VIDÉO - Pouvoir d'achat : des rois du stockage livrent leurs astuces pour dépenser moins

par A.B. | Reportage TF1 Valentin Dépret, Bruno Poizeuil
Publié le 5 avril 2023 à 10h41, mis à jour le 6 avril 2023 à 10h09

Source : JT 20h Semaine

En France, les prix de l'alimentaire ont bondi de 15,8% en mars.
Face à cette situation, des particuliers développent des stratégies étonnantes pour réduire leur budget.
Certains stockent en masse pour mieux économiser.

Si l'inflation a ralenti en France en mars - 5,6% après avoir atteint 6,3% en février - les prix de l'alimentaire, eux, ont poursuivi leur hausse. Le mois dernier, ils ont augmenté de 15,3% sur un an, après 14,8% au mois de février. Une tendance qui pèse lourd dans les paniers de courses. Alors pour limiter les frais, certains optent pour une solution radicale : le stockage. Une pratique dans laquelle s'est spécialisée la famille que rencontre une équipe de TF1 dans la vidéo du 20H ci-dessus. 

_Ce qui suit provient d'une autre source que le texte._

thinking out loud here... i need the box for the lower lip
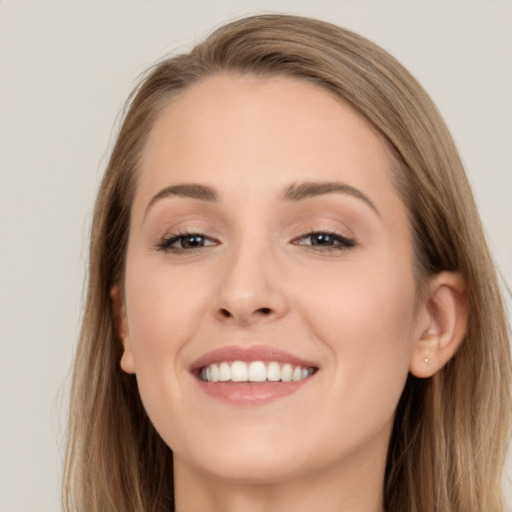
[194,377,314,406]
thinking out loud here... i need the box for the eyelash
[292,230,355,251]
[156,229,355,254]
[156,231,217,253]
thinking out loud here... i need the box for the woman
[63,14,511,512]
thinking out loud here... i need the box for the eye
[157,232,217,253]
[293,231,355,251]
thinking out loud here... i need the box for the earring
[424,356,429,366]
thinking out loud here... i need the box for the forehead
[135,73,399,211]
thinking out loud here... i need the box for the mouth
[190,345,319,405]
[197,360,317,383]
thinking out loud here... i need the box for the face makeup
[117,73,420,489]
[190,345,318,405]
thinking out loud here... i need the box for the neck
[173,447,387,512]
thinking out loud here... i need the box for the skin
[113,74,467,512]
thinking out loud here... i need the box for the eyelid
[291,229,356,250]
[153,223,356,255]
[155,230,219,253]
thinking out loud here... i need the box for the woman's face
[117,74,424,484]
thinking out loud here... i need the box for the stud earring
[424,357,429,366]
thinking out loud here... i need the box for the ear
[410,272,468,378]
[110,284,136,374]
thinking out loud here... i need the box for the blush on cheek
[304,265,416,374]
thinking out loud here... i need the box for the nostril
[217,306,273,321]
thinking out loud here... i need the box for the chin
[173,432,315,485]
[189,453,308,485]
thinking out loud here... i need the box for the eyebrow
[145,183,219,216]
[282,181,380,216]
[145,180,379,217]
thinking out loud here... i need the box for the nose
[213,241,289,327]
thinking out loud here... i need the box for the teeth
[281,363,293,382]
[218,362,230,381]
[248,361,267,382]
[231,361,248,382]
[267,361,281,381]
[200,360,315,383]
[292,366,302,381]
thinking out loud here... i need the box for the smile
[190,345,319,405]
[199,360,316,383]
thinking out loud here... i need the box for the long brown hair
[63,14,511,511]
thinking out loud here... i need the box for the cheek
[297,258,417,410]
[122,257,213,436]
[301,256,416,339]
[124,256,211,365]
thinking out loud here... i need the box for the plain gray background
[1,1,511,511]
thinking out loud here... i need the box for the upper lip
[189,344,319,372]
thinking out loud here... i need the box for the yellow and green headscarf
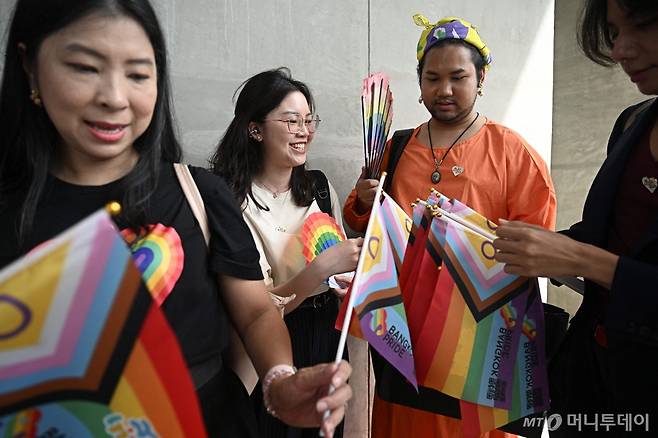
[414,14,492,68]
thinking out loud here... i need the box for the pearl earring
[30,89,42,106]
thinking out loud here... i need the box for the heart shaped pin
[121,224,184,305]
[452,166,464,177]
[642,176,657,194]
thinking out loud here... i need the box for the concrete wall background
[0,0,555,210]
[549,0,643,316]
[159,0,556,210]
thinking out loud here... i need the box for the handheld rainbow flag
[460,287,550,438]
[406,194,549,436]
[300,212,345,263]
[354,198,417,388]
[361,72,394,179]
[430,197,529,321]
[0,210,206,437]
[380,193,412,272]
[334,174,417,389]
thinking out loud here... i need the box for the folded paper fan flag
[300,212,345,263]
[362,72,394,179]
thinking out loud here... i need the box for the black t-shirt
[0,163,263,369]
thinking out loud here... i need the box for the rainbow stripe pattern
[121,224,184,306]
[361,72,394,179]
[300,212,345,263]
[351,199,417,389]
[380,193,412,271]
[411,195,548,436]
[0,210,206,437]
[436,198,528,321]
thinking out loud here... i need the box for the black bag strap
[309,169,333,216]
[383,128,415,192]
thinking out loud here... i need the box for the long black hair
[0,0,181,242]
[210,67,316,210]
[579,0,658,66]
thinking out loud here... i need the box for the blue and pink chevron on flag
[380,193,412,271]
[434,200,529,321]
[351,198,417,388]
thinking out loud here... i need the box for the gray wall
[0,0,555,211]
[157,0,556,210]
[548,0,643,315]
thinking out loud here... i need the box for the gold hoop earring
[477,86,484,97]
[30,89,42,107]
[418,96,423,104]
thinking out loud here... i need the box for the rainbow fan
[300,212,346,263]
[362,72,394,179]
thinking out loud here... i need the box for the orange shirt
[344,120,556,231]
[343,119,557,438]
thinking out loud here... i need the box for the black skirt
[251,291,347,438]
[199,366,259,437]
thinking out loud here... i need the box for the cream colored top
[242,180,344,299]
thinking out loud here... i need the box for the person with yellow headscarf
[343,14,557,438]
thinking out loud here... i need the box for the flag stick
[418,199,497,241]
[420,200,586,295]
[334,171,387,363]
[320,172,387,432]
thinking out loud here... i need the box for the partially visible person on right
[494,1,658,436]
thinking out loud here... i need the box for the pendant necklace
[258,181,290,199]
[428,112,479,184]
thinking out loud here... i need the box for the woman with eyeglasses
[0,2,352,437]
[211,67,363,438]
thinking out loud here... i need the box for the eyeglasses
[264,115,321,134]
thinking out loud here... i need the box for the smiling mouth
[290,142,306,152]
[85,121,128,142]
[85,121,127,133]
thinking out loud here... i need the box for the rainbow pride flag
[398,201,428,288]
[460,289,549,438]
[410,195,549,436]
[349,197,417,388]
[0,210,206,437]
[380,193,412,272]
[436,198,528,321]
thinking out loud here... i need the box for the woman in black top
[0,1,351,437]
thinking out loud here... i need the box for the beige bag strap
[173,163,258,393]
[173,163,210,247]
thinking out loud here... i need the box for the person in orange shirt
[343,15,557,438]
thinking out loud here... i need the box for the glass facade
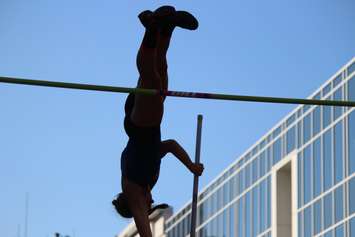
[165,58,355,237]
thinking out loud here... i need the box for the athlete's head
[112,193,133,218]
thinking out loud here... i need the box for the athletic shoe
[138,10,155,28]
[154,5,198,31]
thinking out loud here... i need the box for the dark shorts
[121,116,161,188]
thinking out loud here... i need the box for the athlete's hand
[189,163,204,176]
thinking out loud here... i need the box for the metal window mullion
[342,117,345,184]
[320,131,324,231]
[250,193,254,237]
[301,210,304,237]
[331,94,335,190]
[256,187,260,237]
[311,200,314,237]
[242,197,245,237]
[282,122,286,157]
[321,197,325,234]
[311,119,314,201]
[345,115,349,219]
[226,203,230,237]
[257,155,260,184]
[235,201,238,237]
[332,189,335,232]
[299,118,304,208]
[264,180,267,233]
[258,184,261,236]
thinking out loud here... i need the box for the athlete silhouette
[112,6,204,237]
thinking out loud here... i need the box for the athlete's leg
[154,6,175,92]
[154,6,199,91]
[156,34,171,93]
[131,12,164,127]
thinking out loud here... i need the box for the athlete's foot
[112,198,119,213]
[154,6,199,33]
[138,10,155,29]
[174,11,199,30]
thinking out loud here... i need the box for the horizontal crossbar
[1,76,354,107]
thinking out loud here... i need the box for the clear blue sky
[1,1,354,237]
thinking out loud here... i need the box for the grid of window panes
[165,58,355,237]
[298,61,355,237]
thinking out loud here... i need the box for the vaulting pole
[1,76,355,107]
[190,114,203,237]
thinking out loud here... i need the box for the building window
[334,74,342,87]
[217,187,223,210]
[267,146,272,171]
[298,121,303,148]
[313,107,321,136]
[298,152,303,208]
[252,158,259,183]
[334,87,343,120]
[324,230,334,237]
[323,103,332,129]
[323,129,333,191]
[217,212,223,237]
[229,175,236,202]
[260,180,266,232]
[304,144,312,204]
[313,137,322,197]
[273,126,282,138]
[273,138,281,165]
[298,212,303,237]
[245,192,251,237]
[239,170,245,194]
[237,199,243,237]
[348,76,355,115]
[304,206,312,237]
[323,192,333,229]
[286,126,296,154]
[212,216,217,236]
[229,204,235,237]
[199,202,204,224]
[223,182,229,206]
[304,104,311,114]
[349,177,355,215]
[212,192,217,215]
[349,62,355,76]
[287,114,296,127]
[267,176,271,228]
[222,210,227,237]
[304,114,312,144]
[334,185,344,223]
[349,111,355,175]
[252,187,259,237]
[245,163,251,189]
[313,199,322,235]
[335,224,344,237]
[350,216,355,237]
[206,196,212,219]
[334,121,343,184]
[259,151,267,178]
[323,82,332,96]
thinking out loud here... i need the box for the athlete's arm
[123,178,153,237]
[160,139,204,176]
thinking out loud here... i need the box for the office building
[165,57,355,237]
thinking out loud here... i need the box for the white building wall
[117,207,173,237]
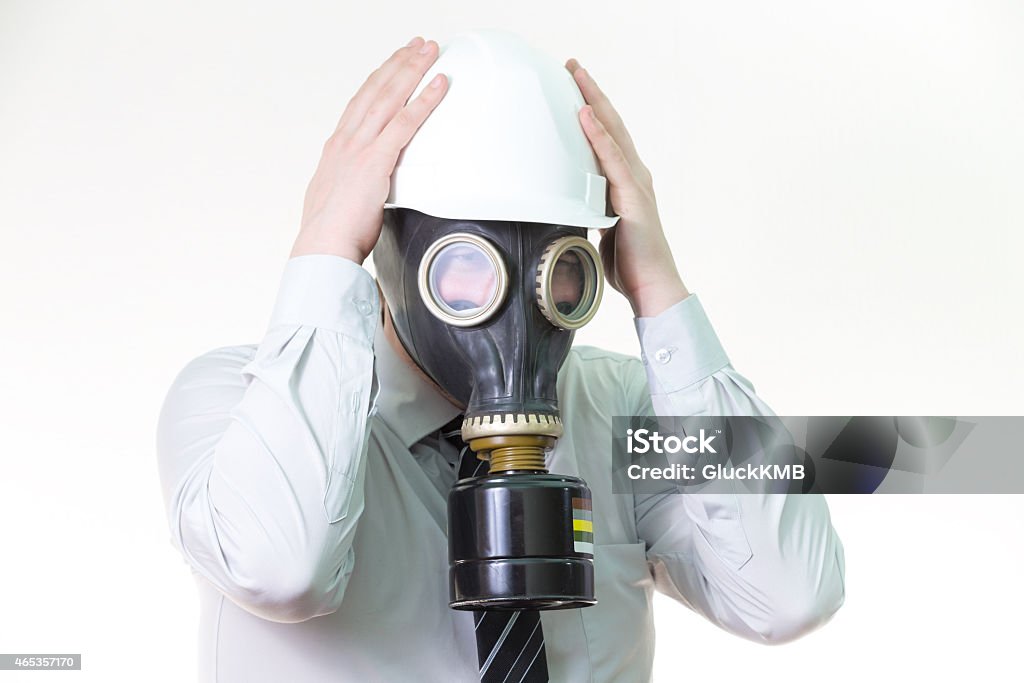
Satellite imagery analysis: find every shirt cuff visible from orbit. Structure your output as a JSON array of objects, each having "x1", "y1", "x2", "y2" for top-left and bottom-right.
[
  {"x1": 633, "y1": 293, "x2": 731, "y2": 394},
  {"x1": 267, "y1": 254, "x2": 380, "y2": 346}
]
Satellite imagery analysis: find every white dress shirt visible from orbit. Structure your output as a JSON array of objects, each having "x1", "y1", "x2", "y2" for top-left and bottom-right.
[{"x1": 156, "y1": 254, "x2": 845, "y2": 683}]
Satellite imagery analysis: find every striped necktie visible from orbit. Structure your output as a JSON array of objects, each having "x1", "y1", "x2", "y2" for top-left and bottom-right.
[{"x1": 440, "y1": 417, "x2": 550, "y2": 683}]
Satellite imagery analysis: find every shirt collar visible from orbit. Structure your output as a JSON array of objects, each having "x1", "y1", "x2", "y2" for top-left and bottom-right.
[{"x1": 373, "y1": 319, "x2": 462, "y2": 449}]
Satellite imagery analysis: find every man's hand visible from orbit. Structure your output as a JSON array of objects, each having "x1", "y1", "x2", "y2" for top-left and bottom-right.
[
  {"x1": 291, "y1": 37, "x2": 448, "y2": 264},
  {"x1": 566, "y1": 59, "x2": 690, "y2": 318}
]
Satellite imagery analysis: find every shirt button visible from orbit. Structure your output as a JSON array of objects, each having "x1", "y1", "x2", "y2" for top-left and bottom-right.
[
  {"x1": 654, "y1": 348, "x2": 672, "y2": 364},
  {"x1": 355, "y1": 299, "x2": 373, "y2": 316}
]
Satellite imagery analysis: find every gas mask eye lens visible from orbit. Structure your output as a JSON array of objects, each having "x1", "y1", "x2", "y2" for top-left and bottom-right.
[
  {"x1": 551, "y1": 251, "x2": 585, "y2": 314},
  {"x1": 430, "y1": 246, "x2": 495, "y2": 313},
  {"x1": 419, "y1": 233, "x2": 508, "y2": 327},
  {"x1": 536, "y1": 236, "x2": 604, "y2": 330}
]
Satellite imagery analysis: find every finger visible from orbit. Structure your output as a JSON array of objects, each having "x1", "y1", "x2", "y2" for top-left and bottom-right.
[
  {"x1": 578, "y1": 105, "x2": 637, "y2": 193},
  {"x1": 598, "y1": 227, "x2": 621, "y2": 292},
  {"x1": 335, "y1": 37, "x2": 425, "y2": 135},
  {"x1": 565, "y1": 60, "x2": 641, "y2": 166},
  {"x1": 371, "y1": 72, "x2": 449, "y2": 168},
  {"x1": 350, "y1": 40, "x2": 441, "y2": 144}
]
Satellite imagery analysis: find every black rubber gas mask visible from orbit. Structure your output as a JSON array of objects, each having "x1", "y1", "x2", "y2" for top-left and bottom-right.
[{"x1": 375, "y1": 208, "x2": 603, "y2": 610}]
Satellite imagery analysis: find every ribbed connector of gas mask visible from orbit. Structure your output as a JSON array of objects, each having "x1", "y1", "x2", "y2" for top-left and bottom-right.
[{"x1": 461, "y1": 413, "x2": 563, "y2": 473}]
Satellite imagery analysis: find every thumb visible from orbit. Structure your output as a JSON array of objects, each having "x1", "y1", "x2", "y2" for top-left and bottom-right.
[{"x1": 598, "y1": 227, "x2": 621, "y2": 293}]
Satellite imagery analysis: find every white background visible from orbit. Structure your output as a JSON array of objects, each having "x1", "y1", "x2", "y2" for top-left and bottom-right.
[{"x1": 1, "y1": 1, "x2": 1022, "y2": 681}]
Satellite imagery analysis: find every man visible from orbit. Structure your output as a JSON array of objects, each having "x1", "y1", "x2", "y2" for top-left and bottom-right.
[{"x1": 157, "y1": 31, "x2": 845, "y2": 683}]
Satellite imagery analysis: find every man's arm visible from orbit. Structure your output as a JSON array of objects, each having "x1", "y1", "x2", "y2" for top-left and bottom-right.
[
  {"x1": 566, "y1": 58, "x2": 844, "y2": 644},
  {"x1": 156, "y1": 256, "x2": 378, "y2": 623},
  {"x1": 156, "y1": 37, "x2": 448, "y2": 623},
  {"x1": 628, "y1": 294, "x2": 846, "y2": 644}
]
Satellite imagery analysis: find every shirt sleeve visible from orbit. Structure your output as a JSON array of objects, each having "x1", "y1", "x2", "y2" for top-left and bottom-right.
[
  {"x1": 156, "y1": 255, "x2": 379, "y2": 623},
  {"x1": 630, "y1": 294, "x2": 846, "y2": 644}
]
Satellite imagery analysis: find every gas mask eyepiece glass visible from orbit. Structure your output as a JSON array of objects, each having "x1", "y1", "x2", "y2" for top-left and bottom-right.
[{"x1": 418, "y1": 232, "x2": 604, "y2": 330}]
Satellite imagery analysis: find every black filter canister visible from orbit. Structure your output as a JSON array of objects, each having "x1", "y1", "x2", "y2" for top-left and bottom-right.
[{"x1": 447, "y1": 472, "x2": 596, "y2": 610}]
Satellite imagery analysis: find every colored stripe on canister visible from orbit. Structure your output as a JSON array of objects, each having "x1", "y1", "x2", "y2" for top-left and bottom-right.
[{"x1": 571, "y1": 496, "x2": 594, "y2": 555}]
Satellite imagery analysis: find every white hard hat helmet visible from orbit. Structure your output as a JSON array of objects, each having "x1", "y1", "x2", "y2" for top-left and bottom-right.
[{"x1": 384, "y1": 30, "x2": 619, "y2": 229}]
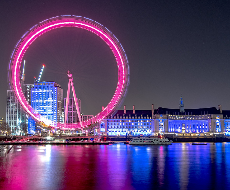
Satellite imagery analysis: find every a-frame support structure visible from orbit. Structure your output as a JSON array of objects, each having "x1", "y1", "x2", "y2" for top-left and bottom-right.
[{"x1": 64, "y1": 70, "x2": 82, "y2": 128}]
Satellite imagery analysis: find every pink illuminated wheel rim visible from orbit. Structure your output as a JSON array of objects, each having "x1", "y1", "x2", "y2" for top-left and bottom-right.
[{"x1": 9, "y1": 15, "x2": 130, "y2": 129}]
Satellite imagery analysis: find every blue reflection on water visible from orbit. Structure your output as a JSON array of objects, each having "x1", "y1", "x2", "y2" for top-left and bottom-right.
[{"x1": 1, "y1": 143, "x2": 230, "y2": 190}]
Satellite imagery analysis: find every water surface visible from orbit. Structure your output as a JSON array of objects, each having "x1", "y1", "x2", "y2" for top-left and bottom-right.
[{"x1": 0, "y1": 143, "x2": 230, "y2": 190}]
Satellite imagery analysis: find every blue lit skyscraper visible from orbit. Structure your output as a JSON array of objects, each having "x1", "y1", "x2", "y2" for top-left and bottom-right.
[{"x1": 28, "y1": 82, "x2": 63, "y2": 134}]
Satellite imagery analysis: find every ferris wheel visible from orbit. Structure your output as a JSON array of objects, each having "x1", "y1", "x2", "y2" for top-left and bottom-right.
[{"x1": 8, "y1": 15, "x2": 130, "y2": 129}]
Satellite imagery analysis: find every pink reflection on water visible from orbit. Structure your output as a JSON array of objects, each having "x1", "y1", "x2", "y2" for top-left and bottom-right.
[{"x1": 157, "y1": 146, "x2": 165, "y2": 187}]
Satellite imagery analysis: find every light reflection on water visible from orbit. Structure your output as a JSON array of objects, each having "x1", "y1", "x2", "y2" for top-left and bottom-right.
[{"x1": 0, "y1": 143, "x2": 230, "y2": 190}]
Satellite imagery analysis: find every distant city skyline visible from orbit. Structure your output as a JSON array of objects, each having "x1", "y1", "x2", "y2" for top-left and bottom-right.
[{"x1": 1, "y1": 1, "x2": 230, "y2": 118}]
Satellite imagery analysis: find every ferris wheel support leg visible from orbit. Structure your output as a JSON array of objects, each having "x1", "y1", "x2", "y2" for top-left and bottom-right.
[
  {"x1": 70, "y1": 80, "x2": 83, "y2": 128},
  {"x1": 64, "y1": 79, "x2": 71, "y2": 128}
]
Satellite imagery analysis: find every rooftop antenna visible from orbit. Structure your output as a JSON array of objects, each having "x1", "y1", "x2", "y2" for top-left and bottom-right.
[{"x1": 179, "y1": 95, "x2": 185, "y2": 113}]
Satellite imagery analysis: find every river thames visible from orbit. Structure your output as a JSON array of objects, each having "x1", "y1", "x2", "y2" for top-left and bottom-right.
[{"x1": 0, "y1": 143, "x2": 230, "y2": 190}]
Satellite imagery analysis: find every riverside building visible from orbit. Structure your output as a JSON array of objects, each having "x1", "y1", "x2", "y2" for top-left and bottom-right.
[
  {"x1": 100, "y1": 102, "x2": 230, "y2": 137},
  {"x1": 28, "y1": 82, "x2": 63, "y2": 134},
  {"x1": 6, "y1": 90, "x2": 26, "y2": 135},
  {"x1": 6, "y1": 59, "x2": 34, "y2": 135}
]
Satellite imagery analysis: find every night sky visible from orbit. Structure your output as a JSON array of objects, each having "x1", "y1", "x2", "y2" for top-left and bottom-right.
[{"x1": 1, "y1": 0, "x2": 230, "y2": 118}]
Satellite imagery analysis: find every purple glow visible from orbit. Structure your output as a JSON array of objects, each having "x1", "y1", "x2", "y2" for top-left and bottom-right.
[{"x1": 10, "y1": 16, "x2": 129, "y2": 129}]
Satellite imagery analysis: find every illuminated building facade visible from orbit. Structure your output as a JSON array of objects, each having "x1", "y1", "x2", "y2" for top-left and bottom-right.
[
  {"x1": 6, "y1": 60, "x2": 37, "y2": 135},
  {"x1": 155, "y1": 107, "x2": 223, "y2": 134},
  {"x1": 29, "y1": 82, "x2": 63, "y2": 134},
  {"x1": 101, "y1": 105, "x2": 230, "y2": 136},
  {"x1": 6, "y1": 90, "x2": 26, "y2": 135},
  {"x1": 23, "y1": 84, "x2": 34, "y2": 105},
  {"x1": 6, "y1": 84, "x2": 34, "y2": 135},
  {"x1": 23, "y1": 84, "x2": 34, "y2": 132},
  {"x1": 101, "y1": 105, "x2": 154, "y2": 136}
]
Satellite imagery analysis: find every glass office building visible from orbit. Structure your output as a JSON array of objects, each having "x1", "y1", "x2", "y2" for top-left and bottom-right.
[{"x1": 28, "y1": 82, "x2": 63, "y2": 134}]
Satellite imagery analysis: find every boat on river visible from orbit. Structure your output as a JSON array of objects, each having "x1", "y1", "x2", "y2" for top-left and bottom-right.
[
  {"x1": 192, "y1": 143, "x2": 207, "y2": 145},
  {"x1": 129, "y1": 136, "x2": 173, "y2": 145}
]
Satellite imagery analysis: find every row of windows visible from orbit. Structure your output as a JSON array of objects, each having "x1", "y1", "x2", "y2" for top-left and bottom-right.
[
  {"x1": 108, "y1": 126, "x2": 151, "y2": 129},
  {"x1": 169, "y1": 129, "x2": 209, "y2": 133},
  {"x1": 108, "y1": 122, "x2": 150, "y2": 126},
  {"x1": 109, "y1": 120, "x2": 150, "y2": 122}
]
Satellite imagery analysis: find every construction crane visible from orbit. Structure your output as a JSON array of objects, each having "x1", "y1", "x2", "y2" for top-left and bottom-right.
[
  {"x1": 21, "y1": 60, "x2": 26, "y2": 82},
  {"x1": 34, "y1": 64, "x2": 45, "y2": 83},
  {"x1": 37, "y1": 64, "x2": 45, "y2": 82}
]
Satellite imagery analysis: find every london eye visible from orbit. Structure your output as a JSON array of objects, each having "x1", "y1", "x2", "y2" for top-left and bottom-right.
[{"x1": 8, "y1": 15, "x2": 130, "y2": 129}]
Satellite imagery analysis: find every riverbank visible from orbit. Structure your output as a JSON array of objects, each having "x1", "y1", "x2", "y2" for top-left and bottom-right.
[
  {"x1": 1, "y1": 135, "x2": 230, "y2": 144},
  {"x1": 105, "y1": 136, "x2": 230, "y2": 142},
  {"x1": 0, "y1": 141, "x2": 110, "y2": 145}
]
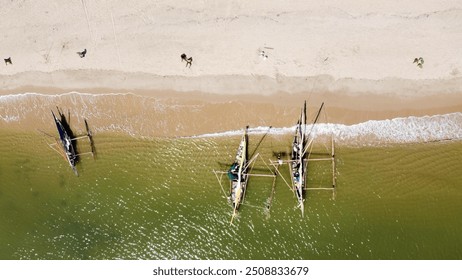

Chez les Liautard, pas question de faire les courses en urgence. Pour s'alimenter à petit prix, ils ont une pièce stratégique : "Le cellier de la famille" accessible uniquement en entrant un code. Un endroit qui ressemble à un petit supermarché avec des montagnes de paquets de pâtes, de conserves ou de sauces... Le tout représentant un an et demi de consommation. 

150 euros d'économies par mois

Ange Liautard décrit cette pièce un peu particulière. On y trouve "tout le côté lessive en bas" et "tout ce qui est produit lave-vaisselle, shampoing, gel douche, etc." Peu d'aliments frais sont présents dans le cellier, les viandes et les légumes sont rangés dans le congélateur. Pour le reste, la famille mange principalement des produits de longue conservation, rangés méthodiquement pour éviter les pertes : les produits les plus récents à l'arrière et ceux qui périment en premier à l'avant.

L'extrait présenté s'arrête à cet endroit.